Las Vegas William Hill Sportsbook Embezzlers Sentenced to Probation 


Two individuals who helped steal $280,000 from sportsbook William Hill’s Nevada and Las Vegas operations have been sentenced to probation and told to pay back $200,000 in restitution. 

Shravan Singh and Paige Steiner worked for William Hill, administering their betting kiosks at sportsbooks across Las Vegas. Between late 2021 and mid-2022, the pair were responsible for fraudulently obtaining $280,000 from more than 3,000 transactions. An investigation began into their activities in December 2022, and in January, the pair were fired. 

Singh and Steiner, along with two other co-conspirators due in court this week, used their positions of privilege at the bookmaker to manipulate self-serving betting kiosks into giving exaggerated payouts. 

The William Hill brand in the U.S. is owned by Las Vegas-based Caesars Entertainment. They finalized the purchase of the British bookmaker’s U.S. business in April 2021 for just shy of $4 billion. 

The Embezzlement 

The fraudulent scheme was deceptively simple. Singh was a supervisor with access to company-wide systems that operated betting kiosks across Las Vegas. 

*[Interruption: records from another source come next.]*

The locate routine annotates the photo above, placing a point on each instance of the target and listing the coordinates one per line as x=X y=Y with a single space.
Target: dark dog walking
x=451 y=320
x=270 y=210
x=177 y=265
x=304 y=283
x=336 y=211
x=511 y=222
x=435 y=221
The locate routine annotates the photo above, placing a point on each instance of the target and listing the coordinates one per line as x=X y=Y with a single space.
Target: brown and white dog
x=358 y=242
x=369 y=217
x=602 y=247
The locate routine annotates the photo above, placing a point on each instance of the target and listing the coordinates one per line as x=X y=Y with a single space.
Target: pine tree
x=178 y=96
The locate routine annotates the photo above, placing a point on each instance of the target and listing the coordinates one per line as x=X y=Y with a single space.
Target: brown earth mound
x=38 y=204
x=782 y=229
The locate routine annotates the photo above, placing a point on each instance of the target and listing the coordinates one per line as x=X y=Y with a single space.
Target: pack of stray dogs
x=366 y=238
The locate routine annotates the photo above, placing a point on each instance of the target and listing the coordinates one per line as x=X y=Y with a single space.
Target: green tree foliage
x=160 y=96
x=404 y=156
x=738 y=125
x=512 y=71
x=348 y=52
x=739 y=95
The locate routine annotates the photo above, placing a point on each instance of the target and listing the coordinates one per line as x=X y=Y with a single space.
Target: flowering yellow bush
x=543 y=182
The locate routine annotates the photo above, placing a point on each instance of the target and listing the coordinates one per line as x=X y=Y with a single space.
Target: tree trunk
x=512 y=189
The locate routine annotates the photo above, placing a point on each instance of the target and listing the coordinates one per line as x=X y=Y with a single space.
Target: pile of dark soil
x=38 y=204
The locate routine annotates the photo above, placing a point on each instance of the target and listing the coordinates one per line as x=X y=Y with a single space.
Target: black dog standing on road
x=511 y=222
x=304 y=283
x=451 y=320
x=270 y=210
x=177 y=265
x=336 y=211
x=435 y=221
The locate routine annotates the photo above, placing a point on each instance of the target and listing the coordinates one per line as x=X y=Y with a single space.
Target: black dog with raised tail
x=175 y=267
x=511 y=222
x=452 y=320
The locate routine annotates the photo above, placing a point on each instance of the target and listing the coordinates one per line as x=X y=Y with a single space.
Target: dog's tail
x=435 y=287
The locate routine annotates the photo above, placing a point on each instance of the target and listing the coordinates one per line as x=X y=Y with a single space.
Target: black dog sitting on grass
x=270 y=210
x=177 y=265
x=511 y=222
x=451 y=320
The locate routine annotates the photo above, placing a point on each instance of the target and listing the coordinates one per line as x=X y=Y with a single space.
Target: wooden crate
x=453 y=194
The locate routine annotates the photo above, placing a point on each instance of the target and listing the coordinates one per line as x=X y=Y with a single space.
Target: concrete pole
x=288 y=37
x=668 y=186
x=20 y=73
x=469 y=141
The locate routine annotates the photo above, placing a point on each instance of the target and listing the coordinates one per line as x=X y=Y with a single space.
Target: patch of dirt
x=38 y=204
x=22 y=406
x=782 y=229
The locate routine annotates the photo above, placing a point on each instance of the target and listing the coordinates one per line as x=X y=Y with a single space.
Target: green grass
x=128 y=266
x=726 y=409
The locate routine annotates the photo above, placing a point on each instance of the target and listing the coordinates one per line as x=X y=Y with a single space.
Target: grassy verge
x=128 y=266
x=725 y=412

He recruited Paige Steiner, who worked as a kiosk assistant at William Hill, to help bring in gamblers for his scheme. 

Accomplices would put regular amounts into a machine, sometimes placing a bet. Then Singh, or other supervisors under investigation, would be informed. They would find the transaction on the logs and boost the balance of the machine to a few percentage points above what was put in.  

Then the accomplice could withdraw more cash than they put in, and give the extra to the betting kiosk employees, like Steiner, that were in on the scheme. 

Three employees facing charges this week used this system to embezlle $72,000 over five days before being caught.

Singh got away with it for a longer period because he used smaller cash adjustments spread across more transactions per day, some 3,000 transactions in total. He was also the supervisor responsible for monitoring the system, so naturally he avoided reporting the discrepancies he caused. 

“Due to his position, Singh was able to avoid getting caught because he avoided reporting on himself,” said a police report from 2022.

The Charges 

The two former gambling business employees were charged with dozens of counts of various crimes related to their scheme. 

That included unlawful felony acts with computers, theft, forgery, conspiracy to commit theft, and burglary of a business. 

They both filed guilty pleas last year. This week, they received probationary sentences, with the promise of a minimum of three years prison time if they break the court-ordered rules. They also were ordered to pay back $200,000 to Caesars Entertainment. 

Singh and Steiner can count themselves lucky, based on possible sentences for similar criminals caught recently.

In Milwaukee, Wisconsin, two city employees are potentially facing 15 years in prison for allegedly embezzling the profits of selling city assets to the tune of $100,000. Only they also then gambled the majority of the stolen money at the local Potawatomi Hotel & Casino. Which is just across the road from the City Works Depot they were employed at.